Starting the Scheduler

The scheduler starts automatically when ACE is started.

./pgedge ace start

Best Practices

  1. Resource Management:

    • Stagger schedules to avoid overlapping resource-intensive jobs
    • Set appropriate max_cpu_ratio, block_rows, and batch_size values based on the table size and expected load
  2. Frequency Selection:

    • Use crontab_schedule for specific times
    • Use run_frequency for regular intervals

Scheduling Auto-Repair Jobs (Beta)

The auto-repair module monitors and repairs INSERT-INSERT exceptions in tables containing data that has been detected to have diverged. It runs as a background process, periodically checking for inconsistencies and applying repairs based on configured settings.

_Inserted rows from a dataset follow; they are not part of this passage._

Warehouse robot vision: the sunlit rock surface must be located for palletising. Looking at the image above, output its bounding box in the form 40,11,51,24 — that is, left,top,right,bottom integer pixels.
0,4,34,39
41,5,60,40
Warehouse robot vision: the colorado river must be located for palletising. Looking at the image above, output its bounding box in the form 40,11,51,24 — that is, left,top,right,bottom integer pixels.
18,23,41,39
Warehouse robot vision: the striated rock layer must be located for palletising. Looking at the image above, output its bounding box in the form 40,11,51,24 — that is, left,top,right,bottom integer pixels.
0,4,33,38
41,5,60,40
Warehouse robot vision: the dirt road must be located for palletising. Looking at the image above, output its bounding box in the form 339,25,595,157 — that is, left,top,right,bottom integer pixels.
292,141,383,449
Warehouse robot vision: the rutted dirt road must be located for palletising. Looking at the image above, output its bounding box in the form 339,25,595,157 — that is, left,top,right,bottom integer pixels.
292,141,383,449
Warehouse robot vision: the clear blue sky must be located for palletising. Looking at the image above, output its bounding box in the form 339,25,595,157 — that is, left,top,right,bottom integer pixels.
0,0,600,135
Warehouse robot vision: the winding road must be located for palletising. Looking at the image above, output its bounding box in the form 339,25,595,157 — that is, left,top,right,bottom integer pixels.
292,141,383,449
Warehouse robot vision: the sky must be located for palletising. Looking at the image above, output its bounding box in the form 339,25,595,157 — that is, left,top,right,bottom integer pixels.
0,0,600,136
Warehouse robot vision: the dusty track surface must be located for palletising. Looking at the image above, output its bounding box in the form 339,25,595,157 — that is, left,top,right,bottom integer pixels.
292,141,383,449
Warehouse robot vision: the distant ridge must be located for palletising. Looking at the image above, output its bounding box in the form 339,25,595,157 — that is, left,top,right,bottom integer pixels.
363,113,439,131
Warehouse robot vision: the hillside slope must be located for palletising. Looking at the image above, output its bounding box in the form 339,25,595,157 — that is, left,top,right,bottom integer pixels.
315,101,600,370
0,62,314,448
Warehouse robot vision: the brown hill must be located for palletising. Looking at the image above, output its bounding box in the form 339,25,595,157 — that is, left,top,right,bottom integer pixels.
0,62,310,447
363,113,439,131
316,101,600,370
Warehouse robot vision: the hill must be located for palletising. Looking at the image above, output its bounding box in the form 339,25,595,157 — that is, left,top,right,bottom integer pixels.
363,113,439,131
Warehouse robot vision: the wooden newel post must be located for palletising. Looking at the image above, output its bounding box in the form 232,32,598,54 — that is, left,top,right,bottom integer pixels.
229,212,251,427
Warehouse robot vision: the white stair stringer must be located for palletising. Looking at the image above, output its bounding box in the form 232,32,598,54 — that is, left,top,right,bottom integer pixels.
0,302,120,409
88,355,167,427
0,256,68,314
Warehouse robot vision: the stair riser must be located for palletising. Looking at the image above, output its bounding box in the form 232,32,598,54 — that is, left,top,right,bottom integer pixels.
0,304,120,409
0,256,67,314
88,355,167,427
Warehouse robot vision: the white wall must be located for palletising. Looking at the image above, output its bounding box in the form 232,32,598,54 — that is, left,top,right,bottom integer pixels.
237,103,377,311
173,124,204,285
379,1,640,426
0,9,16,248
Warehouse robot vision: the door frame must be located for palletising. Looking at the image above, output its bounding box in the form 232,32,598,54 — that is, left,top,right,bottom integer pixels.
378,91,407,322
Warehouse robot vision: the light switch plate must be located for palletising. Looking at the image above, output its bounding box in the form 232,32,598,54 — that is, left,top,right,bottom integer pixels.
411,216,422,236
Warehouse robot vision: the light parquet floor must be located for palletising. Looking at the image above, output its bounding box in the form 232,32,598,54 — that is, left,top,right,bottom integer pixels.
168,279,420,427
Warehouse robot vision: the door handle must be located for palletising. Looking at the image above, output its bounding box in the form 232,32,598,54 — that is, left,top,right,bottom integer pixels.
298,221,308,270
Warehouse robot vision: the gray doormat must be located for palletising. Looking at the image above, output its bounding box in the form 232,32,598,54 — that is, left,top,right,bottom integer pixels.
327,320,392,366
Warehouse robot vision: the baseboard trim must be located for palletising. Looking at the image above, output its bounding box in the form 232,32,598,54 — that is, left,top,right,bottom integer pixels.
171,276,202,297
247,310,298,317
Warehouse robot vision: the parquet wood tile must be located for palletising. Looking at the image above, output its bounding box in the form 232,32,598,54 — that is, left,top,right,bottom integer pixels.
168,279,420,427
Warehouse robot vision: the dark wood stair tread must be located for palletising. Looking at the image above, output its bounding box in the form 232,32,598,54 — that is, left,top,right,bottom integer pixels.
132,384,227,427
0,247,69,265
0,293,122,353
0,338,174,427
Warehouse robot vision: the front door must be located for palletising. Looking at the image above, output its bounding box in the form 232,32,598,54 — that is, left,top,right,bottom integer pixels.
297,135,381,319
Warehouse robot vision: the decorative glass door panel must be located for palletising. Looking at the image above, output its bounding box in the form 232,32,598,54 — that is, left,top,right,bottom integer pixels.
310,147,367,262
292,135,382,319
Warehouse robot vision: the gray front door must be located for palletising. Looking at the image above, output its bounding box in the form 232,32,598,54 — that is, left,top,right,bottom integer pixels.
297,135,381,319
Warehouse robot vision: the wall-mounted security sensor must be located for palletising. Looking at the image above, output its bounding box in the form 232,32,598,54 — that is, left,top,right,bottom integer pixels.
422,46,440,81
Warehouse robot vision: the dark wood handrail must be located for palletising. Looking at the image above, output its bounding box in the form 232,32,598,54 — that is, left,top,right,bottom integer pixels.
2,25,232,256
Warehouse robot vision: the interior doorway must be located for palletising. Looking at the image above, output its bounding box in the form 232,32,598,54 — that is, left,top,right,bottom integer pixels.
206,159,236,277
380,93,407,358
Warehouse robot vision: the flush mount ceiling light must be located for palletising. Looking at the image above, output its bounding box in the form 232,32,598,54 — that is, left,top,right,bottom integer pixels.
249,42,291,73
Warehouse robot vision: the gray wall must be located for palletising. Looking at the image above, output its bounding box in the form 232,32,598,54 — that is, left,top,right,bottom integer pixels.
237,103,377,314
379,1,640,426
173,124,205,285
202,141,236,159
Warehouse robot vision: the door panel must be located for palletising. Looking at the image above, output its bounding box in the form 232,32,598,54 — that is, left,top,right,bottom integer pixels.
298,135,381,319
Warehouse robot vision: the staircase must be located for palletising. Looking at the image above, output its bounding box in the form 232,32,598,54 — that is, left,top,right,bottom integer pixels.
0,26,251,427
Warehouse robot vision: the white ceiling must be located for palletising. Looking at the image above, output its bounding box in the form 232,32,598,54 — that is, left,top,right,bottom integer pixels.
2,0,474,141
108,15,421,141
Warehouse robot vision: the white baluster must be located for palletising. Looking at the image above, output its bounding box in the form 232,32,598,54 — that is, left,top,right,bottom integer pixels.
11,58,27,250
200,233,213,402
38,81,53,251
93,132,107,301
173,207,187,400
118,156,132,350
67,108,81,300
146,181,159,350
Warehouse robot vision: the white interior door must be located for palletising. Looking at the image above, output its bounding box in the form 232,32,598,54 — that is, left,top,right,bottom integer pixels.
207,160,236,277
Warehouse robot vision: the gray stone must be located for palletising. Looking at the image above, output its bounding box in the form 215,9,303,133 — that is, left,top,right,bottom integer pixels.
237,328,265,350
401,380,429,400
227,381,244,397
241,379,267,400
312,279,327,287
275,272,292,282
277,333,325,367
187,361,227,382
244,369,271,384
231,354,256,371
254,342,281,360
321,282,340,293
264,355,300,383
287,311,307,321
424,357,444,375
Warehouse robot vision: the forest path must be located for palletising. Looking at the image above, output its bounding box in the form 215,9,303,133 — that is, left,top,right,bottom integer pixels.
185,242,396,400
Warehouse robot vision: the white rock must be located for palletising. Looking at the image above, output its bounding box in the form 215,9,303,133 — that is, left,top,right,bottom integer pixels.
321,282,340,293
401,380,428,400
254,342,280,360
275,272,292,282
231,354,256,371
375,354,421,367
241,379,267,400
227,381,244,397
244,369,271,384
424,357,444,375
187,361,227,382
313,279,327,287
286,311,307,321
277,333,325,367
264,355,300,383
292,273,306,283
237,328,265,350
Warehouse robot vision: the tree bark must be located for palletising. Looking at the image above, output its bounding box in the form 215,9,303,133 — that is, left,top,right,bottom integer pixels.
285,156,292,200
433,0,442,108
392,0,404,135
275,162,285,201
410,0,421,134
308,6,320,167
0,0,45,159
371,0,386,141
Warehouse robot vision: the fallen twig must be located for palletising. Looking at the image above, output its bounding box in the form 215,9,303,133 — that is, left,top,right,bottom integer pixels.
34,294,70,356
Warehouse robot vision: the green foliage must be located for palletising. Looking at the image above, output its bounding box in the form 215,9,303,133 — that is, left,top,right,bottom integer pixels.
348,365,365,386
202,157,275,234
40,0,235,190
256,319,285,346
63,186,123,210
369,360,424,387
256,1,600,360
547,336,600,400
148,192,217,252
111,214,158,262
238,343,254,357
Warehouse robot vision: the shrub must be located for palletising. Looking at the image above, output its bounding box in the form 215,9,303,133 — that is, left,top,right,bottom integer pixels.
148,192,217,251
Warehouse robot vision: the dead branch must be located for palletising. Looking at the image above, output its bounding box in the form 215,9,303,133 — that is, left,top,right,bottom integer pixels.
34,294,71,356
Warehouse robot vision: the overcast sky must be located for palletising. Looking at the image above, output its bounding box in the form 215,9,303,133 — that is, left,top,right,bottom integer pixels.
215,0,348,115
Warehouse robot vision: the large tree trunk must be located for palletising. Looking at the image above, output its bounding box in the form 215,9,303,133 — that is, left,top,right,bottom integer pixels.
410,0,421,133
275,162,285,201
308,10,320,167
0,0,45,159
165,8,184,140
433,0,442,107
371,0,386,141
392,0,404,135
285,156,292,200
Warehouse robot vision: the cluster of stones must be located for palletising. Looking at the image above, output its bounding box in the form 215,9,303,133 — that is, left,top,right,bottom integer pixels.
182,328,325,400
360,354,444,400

To enable auto-repair, specify your auto-repair preferences in ace_config.py:

auto_repair_config = {
    "enabled": False,
    "cluster_name": "eqn-t9da",
    "dbname": "demo",
    "poll_frequency": "10m",
    "repair_frequency": "15m"
}

Configuration Options

  • enabled: Enable/disable auto-repair functionality (default: False)
  • cluster_name: Name of the cluster to monitor
  • dbname: Database name to monitor
  • poll_frequency: How often the Spock exception log is polled to check for new exceptions.
  • repair_frequency: How often to repair exceptions that have been detected.

Time Intervals

You can specify the time intervals for execution in either cron format or in a simple frequency format. Both poll_interval and status_update_interval accept time strings in the following formats:

Cron Format: * * * * * (minute hour day_of_month month day_of_week); for example:

- `0 0 * * *`: Daily at midnight
- `0 */4 * * *`: Every 4 hours
- `0 0 * * 0`: Weekly on Sunday

Run Frequency Format: <number><unit>; for example:

- Units: "s" (seconds), "m" (minutes), "h" (hours)
- Minimum: 5 minutes
- Examples:
    - "30s": Every 30 seconds
    - "5m": Every 5 minutes
    - "1h": Every hour

Note: The minimum frequency allowed is 5 minutes. However, you can modify that time by editing the MIN_RUN_FREQUENCY variable in ace_config.py.

Controlling the auto-repair Daemon

The auto-repair daemon starts automatically when ACE is started.

./pgedge ace start

Common Use Cases

Auto-repair is a great candidate for handling use-cases that have a high probability of INSERT-INSERT conflicts. For example, on bidding and reservation servers, INSERT-INSERT conflicts are likely to arise across multiple nodes.

Limitations and Considerations

  • The auto-repair daemon is currently limited to handling INSERT-INSERT conflicts only.